AD(H)S, LRS, Legasthenie & Co – Krankheit oder Talent

alternativer TextKeinen trifft die Schuld und Krankheit ist es auch keine – auch, wenn einige es behaupten wollen. Homosexualität wurde ja auch mal als Krankheit betrachtet. Zumindest hatte man sich seiner Zeit (Was hat sich denn inzwischen geändert?) schuldig zu fühlen – Betroffene, Eltern und das gesamte Umfeld gleich dazu.

Man weiß auch nicht genau, ob es sich bei Legasthenie, AD(H)S & Co. um eine Begabung oder gar um ein Talent handelt.
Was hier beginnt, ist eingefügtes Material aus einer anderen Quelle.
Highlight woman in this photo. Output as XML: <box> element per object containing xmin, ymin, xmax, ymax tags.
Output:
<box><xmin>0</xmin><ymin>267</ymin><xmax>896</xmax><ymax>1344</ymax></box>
Was man wirklich herausgefunden hat ist, dass es eine echte und hochkomplexe Leistung des Gehirns ist … und mit hoher Wahrscheinlichkeit einen großen Anteil dazu beigetragen hat wie wir „Welt“ bauen und erleben.

Wenn wir unsicher sind, neigen wir schon mal dazu zu bewerten. Das ist normal. Ist es auch brauchbar? Nein, wahrscheinlich nicht.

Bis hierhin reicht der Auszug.